Bundeling van belangen
Wat is het bundelen van belangen?
Bundeling van belangen was een boekhoudmethode die bepaalde hoe de balansen van twee bedrijven bij een overname of fusie werden opgeteld. De Financial Accounting Standards Board (FASB) heeft in 2001 Statement No. 141 uitgegeven, waarmee het gebruik van de pooling-of-interest-methode is beëindigd.
De FASB wees toen slechts één methode aan – aankoopboekhouding – om bedrijfscombinaties te verantwoorden.
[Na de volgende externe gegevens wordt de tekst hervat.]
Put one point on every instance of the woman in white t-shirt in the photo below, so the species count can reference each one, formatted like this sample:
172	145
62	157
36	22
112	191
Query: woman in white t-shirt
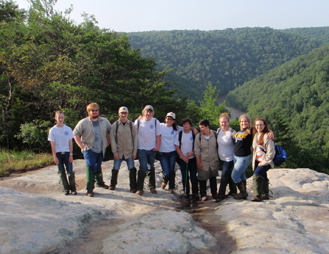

In 2007 heeft FASB zijn standpunt verder geëvolueerd door een herziening van verklaring nr. 141 uit te brengen dat de overnamemethode zou worden vervangen door nog een andere verbeterde methodologie – de aankoopacquisitiemethode.
Belangrijkste leerpunten
- Het bundelen van belangen was een boekhoudkundige methode die regelde hoe de balansen van twee gefuseerde bedrijven zouden worden gecombineerd.
- De pooling-of-interest-methode werd vervangen door de purchase accounting-methode, die zelf werd vervangen door de huidige methode, de purchase-acquisitiemethode.
- De pooling-of-interest-methode combineerde de activa en passiva van beide ondernemingen tegen boekwaarde.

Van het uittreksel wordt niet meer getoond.